The world’s largest software maker Microsoft Corp. reported a smaller drop in profit than Wall Street analysts forecast after slashing costs to make up for falling sales. The stock had its biggest jump in six months on the Nasdaq.
First-quarter net income fell to $3.57 billion, or 40 cents a share, beating the 32-cent average estimate of analysts surveyed by Bloomberg. Revenue, excluding $1.47 billion deferred to a future quarter, was $12.9 billion, Microsoft said today in a statement. The company boosted its cost-reduction target.
Operating costs fell 6.9 percent after Microsoft made its first companywide firings, slashed travel expenses and cut the rates it pays vendors to cope with slower spending by business customers. Demand from consumers helped sales of Windows for personal computers and the Xbox to exceed the estimates of Goldman Sachs Group Inc. analyst Sarah Friar, Bloomberg reports.
It was also reported, while the quarterly results looked good to Wall Street, they also showed how much Microsoft is still wrestling with a PC industry that remains much weaker than a year ago. In the past year the software maker resorted to its first wide-scale layoffs, and in July it said its annual revenue had fallen for the first time since the company went public in 1986.
After skidding for six months, computer shipments rose in the July-September period. But shoppers tended to buy inexpensive laptops and even smaller, cheaper netbooks, which have older and less profitable versions of Windows installed. Many consumers also passed on buying Microsoft's Office, the package that includes Word, Excel and Outlook, which contributed to a 14 percent total decline in revenue in the quarter.

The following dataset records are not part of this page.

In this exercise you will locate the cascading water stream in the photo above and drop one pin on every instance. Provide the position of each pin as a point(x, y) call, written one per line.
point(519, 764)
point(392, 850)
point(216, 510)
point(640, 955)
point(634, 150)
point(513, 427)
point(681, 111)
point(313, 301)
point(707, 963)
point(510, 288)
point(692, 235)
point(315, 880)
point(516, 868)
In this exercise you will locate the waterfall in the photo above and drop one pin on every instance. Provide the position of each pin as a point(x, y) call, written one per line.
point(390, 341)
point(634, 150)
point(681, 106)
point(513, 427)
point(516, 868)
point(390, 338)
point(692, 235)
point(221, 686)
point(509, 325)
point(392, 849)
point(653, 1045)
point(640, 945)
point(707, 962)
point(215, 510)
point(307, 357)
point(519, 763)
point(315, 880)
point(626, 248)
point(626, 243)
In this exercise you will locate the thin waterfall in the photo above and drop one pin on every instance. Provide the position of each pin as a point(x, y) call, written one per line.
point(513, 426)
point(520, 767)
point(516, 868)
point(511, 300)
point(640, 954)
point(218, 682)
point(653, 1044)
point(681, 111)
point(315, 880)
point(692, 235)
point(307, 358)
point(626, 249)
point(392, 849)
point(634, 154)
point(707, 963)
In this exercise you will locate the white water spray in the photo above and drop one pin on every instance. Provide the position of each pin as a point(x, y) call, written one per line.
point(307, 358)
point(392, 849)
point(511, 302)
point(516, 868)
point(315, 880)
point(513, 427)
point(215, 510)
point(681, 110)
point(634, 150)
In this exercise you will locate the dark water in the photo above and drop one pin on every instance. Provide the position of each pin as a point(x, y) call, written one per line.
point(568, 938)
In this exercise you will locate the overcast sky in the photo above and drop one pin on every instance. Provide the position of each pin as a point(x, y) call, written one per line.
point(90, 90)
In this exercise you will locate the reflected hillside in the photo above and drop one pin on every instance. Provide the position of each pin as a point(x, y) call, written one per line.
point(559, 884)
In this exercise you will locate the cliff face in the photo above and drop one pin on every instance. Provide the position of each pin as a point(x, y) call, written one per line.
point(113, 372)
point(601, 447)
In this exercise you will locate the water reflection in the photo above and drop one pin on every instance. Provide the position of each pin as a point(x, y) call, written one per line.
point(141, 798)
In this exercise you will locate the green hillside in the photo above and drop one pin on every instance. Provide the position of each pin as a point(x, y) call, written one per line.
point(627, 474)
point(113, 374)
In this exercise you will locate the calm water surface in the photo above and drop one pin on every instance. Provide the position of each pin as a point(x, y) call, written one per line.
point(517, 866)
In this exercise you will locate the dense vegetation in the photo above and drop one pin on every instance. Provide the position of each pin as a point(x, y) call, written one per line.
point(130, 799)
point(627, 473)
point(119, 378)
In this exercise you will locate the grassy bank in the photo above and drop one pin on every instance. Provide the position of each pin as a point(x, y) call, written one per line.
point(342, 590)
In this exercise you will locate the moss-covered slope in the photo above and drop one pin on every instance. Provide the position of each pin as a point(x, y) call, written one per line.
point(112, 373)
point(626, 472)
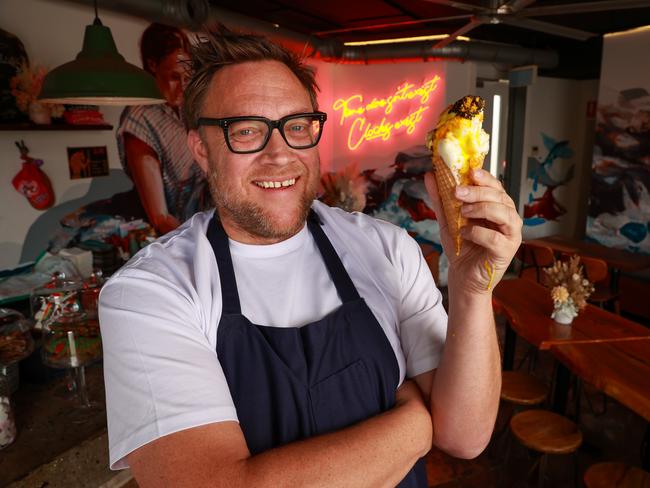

Businesses watched their spending even more closely. That dragged down Windows results because business-level versions of the operating system are more expensive. And companies that have cut workers are ordering fewer copies of Office and other Microsoft software commonly used at work. Revenue and profit in the group that makes Office sank even as businesses spent more on newer software such as Sharepoint.
Chris Liddell, Microsoft's chief financial officer, said in a conference call that businesses could start replacing aging PCs and servers starting in 2010, "although it could be gradual and occur over a couple of years," The Associated Press reports.
Meanwhile, this year, Microsoft signed an Internet search and advertising partnership with Yahoo Inc. (YHOO 17.22, -0.45, -2.55%) to effectively team up on Google. Under the terms
of the deal, both companies would use Microsoft search technology, while Yahoo focuses on advertising sales. The partnership is being reviewed by antitrust regulators.
The entertainment and devices division, which includes the Xbox console, posted $1.89 billion in revenue for the quarter, roughly flat compared to the period last year. The division posted an increased profit, however, of $312 million, compared to $159 million.
Microsoft's earnings report arrived hours after the general release of Windows 7.
The company is counting on the newest version of its flagship product to restore faith among customers and partners, following a generally poor reception for its predecessor, Windows Vista, MarketWatch reports.